Can HBOT replace surgery for these infections?
No for all three. Surgical debridement and drainage is non-negotiable for gas gangrene and necrotising fasciitis — removing the bacterial mass and necrotic tissue is essential and cannot be replaced by any non-surgical intervention. For osteomyelitis, surgical sequestrectomy where indicated is equally essential. HBOT addresses the biological environment that surgery cannot modify — not the infected tissue itself.
How does HBOT help when antibiotics have already failed?
Antibiotic failure in osteomyelitis and some NSTI cases is frequently not true resistance — it is environmental failure. The antibiotic concentration at the infection site is adequate. The tissue oxygen tension is not adequate for the antibiotic to work. HBOT restores the oxygen environment that allows the antibiotic to achieve its intended effect. This is why HBOT and continued antibiotic therapy together produce outcomes that neither achieves alone.
Is HBOT safe alongside broad-spectrum antibiotics?
Yes — there are no significant interactions between HBOT and standard broad-spectrum antibiotics used for serious infections. The combination is specifically additive: HBOT improves antibiotic efficacy in hypoxic tissue rather than interfering with antibiotic mechanism. The one antibiotic class requiring caution is bleomycin, used in some oncology protocols — this is a relative contraindication for HBOT, not relevant to infection management.
What are the side effects of HBOT in critically ill infection patients?
Ear barotrauma and sinus discomfort are the most common side effects. Oxygen toxicity seizures are rare at therapeutic pressures — fewer than 1 per 10,000 sessions. Critically ill patients are monitored continuously inside the chamber. For a complete side effects guide, see our article on hyperbaric oxygen therapy side effects.
Three Infections. One Oxygen Environment. The Same Treatment Logic.
Gas gangrene kills in hours. Necrotising fasciitis kills in days. Refractory osteomyelitis destroys limbs over months. All three do it through the same biological mechanism: creating and defending hypoxic tissue that resists every treatment directed at it.
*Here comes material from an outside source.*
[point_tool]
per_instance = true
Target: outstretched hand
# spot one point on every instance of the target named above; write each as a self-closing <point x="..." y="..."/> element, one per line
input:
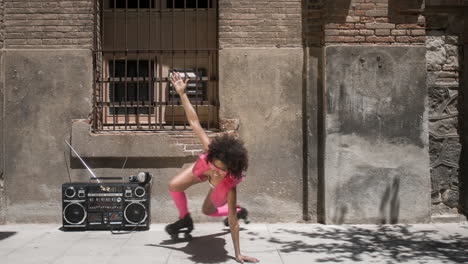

These infection uses are the direct response to that mechanism. Not a supplement to standard care. Not a last resort. A specific, evidence-backed intervention that addresses the oxygen environment — the layer of the problem that surgery and antibiotics structurally cannot reach.
For patients, families, and clinicians navigating any of these three diagnoses in India — the question is not whether HBOT works. The evidence is established. The question is whether the referral pathway to a chamber can be activated in time.
The combined mortality data across all three infection uses is the most compelling case for HBOT in infection medicine: gas gangrene 20–30% → 5–10%, NSTI 30–50% → 10–15%, osteomyelitis surgical failure rate halved. These are not marginal improvements. They represent the difference that restoring oxygen to infected tissue actually makes.
For the full gas gangrene evidence, see our primary article on HBOT for gas gangrene. For the full 14-indication overview, explore our HBOT uses guide.
Three infections. One mechanism. Oxygen deprivation is the vulnerability. HBOT is the answer.